The Investor Defenders attorneys focus on securities and financial legal issues. The following gives some information about the various practice areas we handle. Each case is unique, and sometimes there are overlapping issues and areas of the law. We take pride in the fact that we are counselors as much as problem solvers. We take the time with our clients to explain the pros and cons of litigation, how FINRA arbitration or a court case works, and, when appropriate, alternatives like mediation or other settlement negotiation. And, we are your advocate, every step of the way.
What is FINRA arbitration? FINRA stands for the Financial Industry Regulatory Authority, a self-regulatory organization that licenses and regulates stockbrokers and brokerage firms. When investment losses occur in a stock brokerage account, claims for investment losses usually have to be filed in a FINRA arbitration proceeding rather than court. That is because virtually every brokerage firm’s forms that you must sign when you open an investment account have a provision stating that you agree to go to arbitration rather than court if there is ever a dispute.
We know FINRA arbitration. We know the rules and the strategies to successfully present a case in FINRA arbitration. If you are headed into a dispute with your stockbroker or brokerage firm, it is critical that you have an attorney who is specifically experienced in FINRA arbitration. We have that experience. Attorney Darlene Pasieczny has focused her legal practice on representing investors in FINRA arbitration.
If a conservative to moderate investor loses, say, 20% of his portfolio designed by a financial advisor, the chances are very good that the advisor is at fault. Likewise, if a particular investment was described to you as a “good investment,”” or “safe and secure” and later becomes worthless or illiquid, chances are good that someone misrepresented that investment to you.
We evaluate how much money was lost, why it was lost, and whether the law supports a claim for recovery. If the losses are significant, and were caused by an advisor’s mistake or an investment principal’s misrepresentations, we seek to set the sale aside – our clients offer to give back the investment in exchange for a return of their purchase price, plus interest and attorney fees when the law allows it.

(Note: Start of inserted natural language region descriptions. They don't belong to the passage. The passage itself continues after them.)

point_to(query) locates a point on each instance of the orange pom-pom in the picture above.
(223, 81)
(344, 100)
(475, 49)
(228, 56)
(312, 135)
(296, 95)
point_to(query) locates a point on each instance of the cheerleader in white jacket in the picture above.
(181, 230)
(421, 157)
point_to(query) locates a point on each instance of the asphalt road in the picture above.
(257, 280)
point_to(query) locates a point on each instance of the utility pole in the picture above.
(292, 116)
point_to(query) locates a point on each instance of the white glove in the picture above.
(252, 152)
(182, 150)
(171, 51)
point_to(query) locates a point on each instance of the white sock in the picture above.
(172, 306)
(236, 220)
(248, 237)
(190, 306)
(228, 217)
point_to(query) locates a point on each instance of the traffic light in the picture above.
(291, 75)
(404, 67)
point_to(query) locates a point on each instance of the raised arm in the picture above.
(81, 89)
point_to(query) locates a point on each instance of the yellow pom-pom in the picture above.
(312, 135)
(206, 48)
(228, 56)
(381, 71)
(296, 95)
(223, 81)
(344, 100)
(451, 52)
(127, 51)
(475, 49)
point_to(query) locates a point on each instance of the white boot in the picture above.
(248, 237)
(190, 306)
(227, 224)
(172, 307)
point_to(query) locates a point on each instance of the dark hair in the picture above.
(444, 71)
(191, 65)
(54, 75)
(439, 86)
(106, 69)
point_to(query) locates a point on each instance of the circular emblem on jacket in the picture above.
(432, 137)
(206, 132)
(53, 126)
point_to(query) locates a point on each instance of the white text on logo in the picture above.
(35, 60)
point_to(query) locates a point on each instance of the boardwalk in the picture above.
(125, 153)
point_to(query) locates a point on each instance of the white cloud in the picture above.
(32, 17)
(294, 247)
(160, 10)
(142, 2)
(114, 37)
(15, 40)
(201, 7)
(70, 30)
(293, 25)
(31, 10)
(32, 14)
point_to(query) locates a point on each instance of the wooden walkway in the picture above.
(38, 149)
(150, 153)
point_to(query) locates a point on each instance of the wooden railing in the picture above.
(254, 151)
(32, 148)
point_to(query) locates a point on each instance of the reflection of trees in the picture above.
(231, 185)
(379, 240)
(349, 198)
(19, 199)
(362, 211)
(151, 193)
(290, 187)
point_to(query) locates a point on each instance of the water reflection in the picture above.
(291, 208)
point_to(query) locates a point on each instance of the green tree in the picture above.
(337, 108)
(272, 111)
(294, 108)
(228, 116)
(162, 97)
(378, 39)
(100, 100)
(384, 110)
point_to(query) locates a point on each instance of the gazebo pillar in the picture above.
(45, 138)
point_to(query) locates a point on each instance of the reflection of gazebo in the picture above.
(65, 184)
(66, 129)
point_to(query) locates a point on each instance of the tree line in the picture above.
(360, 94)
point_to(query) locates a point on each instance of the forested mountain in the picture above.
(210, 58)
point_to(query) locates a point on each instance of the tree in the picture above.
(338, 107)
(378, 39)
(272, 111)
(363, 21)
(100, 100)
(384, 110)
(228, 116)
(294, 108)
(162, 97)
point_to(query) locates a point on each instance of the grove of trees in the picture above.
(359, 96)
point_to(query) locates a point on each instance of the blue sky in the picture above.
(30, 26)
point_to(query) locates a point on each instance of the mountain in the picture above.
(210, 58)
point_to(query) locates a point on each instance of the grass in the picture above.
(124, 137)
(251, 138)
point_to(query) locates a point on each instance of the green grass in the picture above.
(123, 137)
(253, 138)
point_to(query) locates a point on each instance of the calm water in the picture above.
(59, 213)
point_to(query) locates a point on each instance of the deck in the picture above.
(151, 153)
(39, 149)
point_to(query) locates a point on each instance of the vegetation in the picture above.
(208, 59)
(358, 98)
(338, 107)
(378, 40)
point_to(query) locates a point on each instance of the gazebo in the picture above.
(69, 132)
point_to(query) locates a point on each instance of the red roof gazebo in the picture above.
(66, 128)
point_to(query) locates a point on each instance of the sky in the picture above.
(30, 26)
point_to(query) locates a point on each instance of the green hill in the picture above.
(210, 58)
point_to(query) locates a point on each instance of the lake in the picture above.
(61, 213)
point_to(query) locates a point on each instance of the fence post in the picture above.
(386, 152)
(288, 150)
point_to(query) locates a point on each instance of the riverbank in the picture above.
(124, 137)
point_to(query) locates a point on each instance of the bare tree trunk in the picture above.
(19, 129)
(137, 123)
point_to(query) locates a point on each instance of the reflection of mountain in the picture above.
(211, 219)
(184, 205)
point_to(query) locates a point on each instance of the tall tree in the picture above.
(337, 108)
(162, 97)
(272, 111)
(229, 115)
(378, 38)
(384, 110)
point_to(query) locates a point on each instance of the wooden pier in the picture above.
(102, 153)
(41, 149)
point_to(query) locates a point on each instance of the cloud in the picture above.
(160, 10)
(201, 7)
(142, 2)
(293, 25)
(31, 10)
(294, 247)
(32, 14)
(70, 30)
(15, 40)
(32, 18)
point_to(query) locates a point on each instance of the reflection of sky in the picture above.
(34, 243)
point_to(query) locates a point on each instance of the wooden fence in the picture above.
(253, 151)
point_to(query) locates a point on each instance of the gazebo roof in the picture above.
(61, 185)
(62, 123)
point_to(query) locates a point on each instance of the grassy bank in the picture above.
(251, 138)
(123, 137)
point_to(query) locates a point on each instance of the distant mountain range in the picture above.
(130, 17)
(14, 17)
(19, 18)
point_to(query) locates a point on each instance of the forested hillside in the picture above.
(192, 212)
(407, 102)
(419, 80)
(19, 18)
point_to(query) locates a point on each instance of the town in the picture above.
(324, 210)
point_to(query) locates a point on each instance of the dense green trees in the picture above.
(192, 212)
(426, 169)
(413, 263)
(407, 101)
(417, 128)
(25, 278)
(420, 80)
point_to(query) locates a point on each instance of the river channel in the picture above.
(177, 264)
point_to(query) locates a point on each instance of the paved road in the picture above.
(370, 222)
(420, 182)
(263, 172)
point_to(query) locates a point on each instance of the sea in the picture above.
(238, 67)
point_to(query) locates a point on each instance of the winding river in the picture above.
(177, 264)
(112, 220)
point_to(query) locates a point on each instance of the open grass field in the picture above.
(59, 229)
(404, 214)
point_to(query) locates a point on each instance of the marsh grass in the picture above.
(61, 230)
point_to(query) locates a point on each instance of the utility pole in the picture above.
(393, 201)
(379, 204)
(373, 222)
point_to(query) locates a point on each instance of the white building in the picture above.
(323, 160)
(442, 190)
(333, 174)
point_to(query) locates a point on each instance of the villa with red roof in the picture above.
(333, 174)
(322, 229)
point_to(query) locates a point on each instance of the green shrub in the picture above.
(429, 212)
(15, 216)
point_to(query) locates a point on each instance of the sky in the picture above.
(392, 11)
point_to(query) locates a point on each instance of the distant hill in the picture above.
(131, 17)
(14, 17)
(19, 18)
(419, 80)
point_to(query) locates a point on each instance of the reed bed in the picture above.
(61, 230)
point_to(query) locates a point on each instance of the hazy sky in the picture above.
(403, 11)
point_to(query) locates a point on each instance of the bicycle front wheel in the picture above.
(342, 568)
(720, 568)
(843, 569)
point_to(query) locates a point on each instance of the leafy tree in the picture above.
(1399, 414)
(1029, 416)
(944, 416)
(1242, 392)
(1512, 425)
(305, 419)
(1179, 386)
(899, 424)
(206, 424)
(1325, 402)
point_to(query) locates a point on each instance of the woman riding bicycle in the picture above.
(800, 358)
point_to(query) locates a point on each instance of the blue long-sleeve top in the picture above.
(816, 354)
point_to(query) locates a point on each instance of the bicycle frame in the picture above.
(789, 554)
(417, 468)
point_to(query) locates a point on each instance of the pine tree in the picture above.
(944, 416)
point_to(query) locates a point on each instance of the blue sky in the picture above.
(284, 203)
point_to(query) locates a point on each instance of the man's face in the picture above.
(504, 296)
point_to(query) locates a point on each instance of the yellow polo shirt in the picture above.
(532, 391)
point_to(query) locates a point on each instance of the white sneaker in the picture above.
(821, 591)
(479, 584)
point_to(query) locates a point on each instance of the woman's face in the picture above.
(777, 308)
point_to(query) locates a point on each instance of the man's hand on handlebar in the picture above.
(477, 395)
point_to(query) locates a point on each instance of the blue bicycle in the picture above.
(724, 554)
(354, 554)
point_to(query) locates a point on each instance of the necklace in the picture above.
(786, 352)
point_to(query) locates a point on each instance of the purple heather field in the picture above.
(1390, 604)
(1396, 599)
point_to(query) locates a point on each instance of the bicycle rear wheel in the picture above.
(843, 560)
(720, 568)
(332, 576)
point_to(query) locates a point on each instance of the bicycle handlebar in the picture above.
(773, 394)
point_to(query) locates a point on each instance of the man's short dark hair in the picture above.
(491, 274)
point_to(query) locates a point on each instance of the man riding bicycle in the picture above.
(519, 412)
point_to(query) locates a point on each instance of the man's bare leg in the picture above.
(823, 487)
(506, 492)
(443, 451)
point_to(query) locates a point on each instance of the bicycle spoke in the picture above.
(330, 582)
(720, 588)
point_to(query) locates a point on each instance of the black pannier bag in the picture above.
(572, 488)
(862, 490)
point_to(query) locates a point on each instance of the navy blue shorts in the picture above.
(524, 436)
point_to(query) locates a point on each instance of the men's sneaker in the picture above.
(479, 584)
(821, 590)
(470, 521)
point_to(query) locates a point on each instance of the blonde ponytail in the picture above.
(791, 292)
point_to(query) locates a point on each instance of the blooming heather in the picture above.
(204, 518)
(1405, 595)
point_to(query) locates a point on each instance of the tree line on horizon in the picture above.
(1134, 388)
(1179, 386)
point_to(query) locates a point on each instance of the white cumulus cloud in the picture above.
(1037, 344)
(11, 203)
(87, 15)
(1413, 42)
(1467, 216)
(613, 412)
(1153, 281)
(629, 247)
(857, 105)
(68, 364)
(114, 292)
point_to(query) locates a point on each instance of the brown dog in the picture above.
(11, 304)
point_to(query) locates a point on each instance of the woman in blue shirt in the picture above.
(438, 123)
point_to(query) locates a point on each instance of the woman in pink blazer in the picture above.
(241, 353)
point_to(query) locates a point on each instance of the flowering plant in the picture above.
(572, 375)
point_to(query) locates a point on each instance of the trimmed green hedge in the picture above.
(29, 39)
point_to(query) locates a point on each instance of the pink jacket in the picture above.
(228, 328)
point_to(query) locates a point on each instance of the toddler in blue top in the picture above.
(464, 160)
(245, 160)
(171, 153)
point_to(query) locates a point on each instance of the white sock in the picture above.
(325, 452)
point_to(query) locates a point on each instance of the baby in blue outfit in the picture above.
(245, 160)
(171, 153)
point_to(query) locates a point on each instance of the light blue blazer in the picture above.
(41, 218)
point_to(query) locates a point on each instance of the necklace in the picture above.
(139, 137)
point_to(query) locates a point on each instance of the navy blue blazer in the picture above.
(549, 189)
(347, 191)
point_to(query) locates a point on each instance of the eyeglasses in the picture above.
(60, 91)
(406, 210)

Increasingly so since the ugly collapse of Bernard Madoff’s extensive Ponzi scheme in 2008, receivers and trustees of bankrupt Ponzi operations are attempting to recover billions of dollars from innocent investors. Those investors were fortunate enough to have gotten their money back before the fraudulent operation collapsed.
These are called clawback claims. We represent innocent investors nationwide – those who were unaware that they had invested in a Ponzi Scheme – when they are named as defendants in clawback claims.
We represent financial advisors in claims brought by or against their broker-dealers or RIA firms. We also represent advisors who have lost clients because they recommended investments based on faulty information from their broker-dealer. In these situations, FINRA panels have awarded financial advisors the value of the lost business. We have successfully represented FAs in promissory note cases, discrimination and harassment, raiding-related claims, compensation issues, and U-5 reporting issues.
We have found that it is best for our clients that we limit our investor cases to the representation of investors only, and for that reason, we do not represent defendants in those cases.
The financial professionals who participate in or assist unlawful conduct regarding securities and other financial transactions may have liability for your investment losses. Accountants, CPAs, attorneys, trustees, title companies, and others who are involved with a securities offering, or purporting to conduct due diligence of an investment, preparing financial statements and financial information disclosures for investors, drafting private placement memoranda or other disclosure materials, or making unlicensed investment recommendations, are all some of the ways these non-broker professionals may be liable under state or federal securities laws.
Fiduciary litigation also includes trust and estate disputes regarding mishandling of trust or estate assets. A trustee or personal representative has fiduciary responsibilities to properly handle trust or estate assets. Our attorneys also handle claims relating to contested estate planning documents, mismanagement of assets, and disputes among beneficiaries.
Since it was implemented in 2011, the SEC’s Office of the Whistleblower handles whistleblower claims against publicly traded companies for any violations of the federal securities laws. Whistleblower employees may get special protections from employer retaliation. And any whistleblower, whose original information assists the SEC in recovering money in an enforcement action and who follows the proper reporting procedures, may receive an award of up to 10% of the recovered funds. The SEC considers this program an important tool for fighting securities law violations. Whistleblowers have received millions of dollars in awards since the program was implemented. Our attorneys know the rules and procedures to give your whistleblower claims the best chance for receiving an award, and to fight against employer retaliation.
Combating elder financial abuse is a high priority for state and federal securities regulators, but the reality is that abuse of our most vulnerable population happens every day. There are many protections afforded under state law and FINRA rules for victims and for financial advisors spotting potential abuse to prevent it from happening in the first place. Our attorneys are advocates for investor protection and especially protection of our senior population from financial abuse. When abuse happens, special protections under the law may entitle a victim to recover enhanced financial damages – in some states treble damages and attorney fees.